Haarder spoke in a debate with the Nordic ministers for defence at the Session of the Nordic Council in Helsinki. He spoke on behalf of the Presidium in the debate and mentioned that the Helsinki Treaty has been amended eight times.
“If now’s not the time for us to change it in light of what’s happened with the foreign and defence policies, I don’t know when is. This Session has a historic significance. This year has a historic significance. We have to use the momentum that’s clearly felt here at the Session of the Nordic Council in Helsinki,” said Haarder.
“The idea of a revision of the Helsinki Treaty has also been put forwards in other contexts. The issue was discussed, among other things, at the meeting between the Presidium of the Nordic Council and the Ministers for Nordic Co-operation during the Session in Helsinki.”

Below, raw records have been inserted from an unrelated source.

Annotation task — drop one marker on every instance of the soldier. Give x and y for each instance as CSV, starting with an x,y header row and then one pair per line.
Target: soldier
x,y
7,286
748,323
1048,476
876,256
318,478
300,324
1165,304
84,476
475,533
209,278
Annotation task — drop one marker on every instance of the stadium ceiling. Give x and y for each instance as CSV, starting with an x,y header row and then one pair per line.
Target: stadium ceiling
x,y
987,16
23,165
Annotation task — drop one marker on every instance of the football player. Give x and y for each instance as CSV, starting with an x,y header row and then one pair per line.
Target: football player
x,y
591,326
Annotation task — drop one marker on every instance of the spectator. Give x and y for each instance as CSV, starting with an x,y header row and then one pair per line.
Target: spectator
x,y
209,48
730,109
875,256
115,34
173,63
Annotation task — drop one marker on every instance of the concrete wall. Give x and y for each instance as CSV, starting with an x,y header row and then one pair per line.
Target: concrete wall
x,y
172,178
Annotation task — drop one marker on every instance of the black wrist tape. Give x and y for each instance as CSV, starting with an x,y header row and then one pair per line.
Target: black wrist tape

Vice-President wants to discuss updates
Helge Orten, who has been elected Vice-President of the Nordic Council at the Session, also developed this idea in an update of his speech.
Orten referred to the Nordic Council’s strategy for public safety from 2019, in which the Nordic Council calls on the Nordic governments to evaluate how the Nordic Council of Ministers can best be involved in and support Nordic co-operation on foreign and security policy.

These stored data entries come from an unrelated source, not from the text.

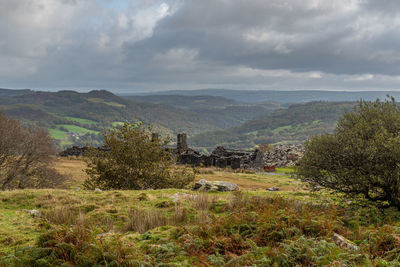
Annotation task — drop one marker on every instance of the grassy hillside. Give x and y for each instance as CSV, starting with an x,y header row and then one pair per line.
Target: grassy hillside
x,y
222,111
78,118
293,125
170,227
282,97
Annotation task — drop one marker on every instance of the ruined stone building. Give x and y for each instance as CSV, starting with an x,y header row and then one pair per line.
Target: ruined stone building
x,y
220,157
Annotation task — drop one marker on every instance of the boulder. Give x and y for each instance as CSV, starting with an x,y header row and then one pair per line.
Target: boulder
x,y
273,189
343,242
215,186
283,155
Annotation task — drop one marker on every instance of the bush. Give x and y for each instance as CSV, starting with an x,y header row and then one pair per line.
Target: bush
x,y
134,161
25,157
361,157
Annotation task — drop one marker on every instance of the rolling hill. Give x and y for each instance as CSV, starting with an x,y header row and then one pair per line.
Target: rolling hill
x,y
77,118
292,125
284,97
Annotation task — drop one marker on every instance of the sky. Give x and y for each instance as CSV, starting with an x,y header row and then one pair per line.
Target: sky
x,y
142,45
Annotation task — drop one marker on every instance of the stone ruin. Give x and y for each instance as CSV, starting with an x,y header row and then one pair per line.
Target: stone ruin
x,y
220,157
278,156
283,155
78,151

“Many of us in the Nordic Council have now started to discuss whether there’s a need to update the Helsinki Treaty to cater for the new reality in terms of foreign and security policy,” Orten said.
At this year’s Session, foreign and security policy has been a consistent theme due to the Russian war of aggression against Ukraine. Security issues were debated at the summit between the Nordic Council and the prime ministers, and they were also the focus of the debates with the ministers for foreign affairs and the ministers for defence.

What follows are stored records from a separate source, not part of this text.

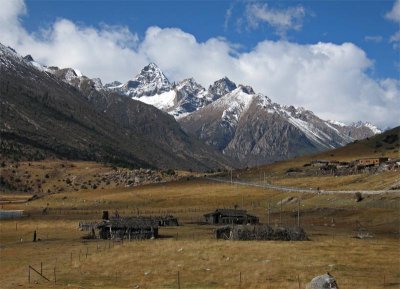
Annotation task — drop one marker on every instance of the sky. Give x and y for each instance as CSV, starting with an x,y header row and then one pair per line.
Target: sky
x,y
340,59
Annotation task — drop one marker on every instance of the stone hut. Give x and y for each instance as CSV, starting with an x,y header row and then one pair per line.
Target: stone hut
x,y
230,216
136,228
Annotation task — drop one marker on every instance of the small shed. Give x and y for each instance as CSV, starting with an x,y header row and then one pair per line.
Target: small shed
x,y
230,216
372,161
260,232
137,228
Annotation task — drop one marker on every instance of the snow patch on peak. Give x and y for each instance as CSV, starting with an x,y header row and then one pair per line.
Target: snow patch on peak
x,y
235,103
163,101
335,122
78,73
368,125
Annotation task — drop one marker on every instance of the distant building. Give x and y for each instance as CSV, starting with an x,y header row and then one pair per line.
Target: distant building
x,y
367,162
230,216
319,163
128,228
131,228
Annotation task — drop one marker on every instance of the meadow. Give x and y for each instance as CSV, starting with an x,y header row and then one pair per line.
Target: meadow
x,y
331,222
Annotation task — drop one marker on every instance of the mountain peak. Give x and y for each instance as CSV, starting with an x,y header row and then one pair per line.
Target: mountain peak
x,y
246,89
28,57
221,87
150,81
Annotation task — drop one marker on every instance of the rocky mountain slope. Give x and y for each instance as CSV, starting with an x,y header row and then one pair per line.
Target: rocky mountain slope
x,y
179,99
240,123
46,111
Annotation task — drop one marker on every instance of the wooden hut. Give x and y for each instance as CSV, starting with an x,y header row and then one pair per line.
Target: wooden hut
x,y
136,228
230,216
260,232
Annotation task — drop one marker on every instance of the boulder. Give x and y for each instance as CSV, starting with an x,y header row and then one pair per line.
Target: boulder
x,y
326,281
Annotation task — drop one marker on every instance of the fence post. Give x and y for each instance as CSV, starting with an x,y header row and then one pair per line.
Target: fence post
x,y
298,281
298,214
55,276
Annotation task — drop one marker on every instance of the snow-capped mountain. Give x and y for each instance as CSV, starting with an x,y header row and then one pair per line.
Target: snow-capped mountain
x,y
51,112
151,86
149,82
251,129
238,122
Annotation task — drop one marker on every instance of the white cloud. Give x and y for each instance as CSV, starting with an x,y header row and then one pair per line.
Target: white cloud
x,y
395,37
373,38
330,79
282,20
394,14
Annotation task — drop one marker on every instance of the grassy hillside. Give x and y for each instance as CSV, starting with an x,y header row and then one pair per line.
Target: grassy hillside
x,y
202,261
383,145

Even Finland’s President, Sauli Niinistö, who was a guest speaker at the Session this year, made the security situation the theme of his speech.
Previously, foreign affairs, defence and security issues were a taboo in the Nordic Council. In recent years, these issues have turned out to be among the most important.
The Helsinki Treaty was signed in Helsinki on 23 March 1962, 60 years ago this year. The treaty defines the framework for Nordic co-operation within the Nordic Council and the Nordic Council of Ministers.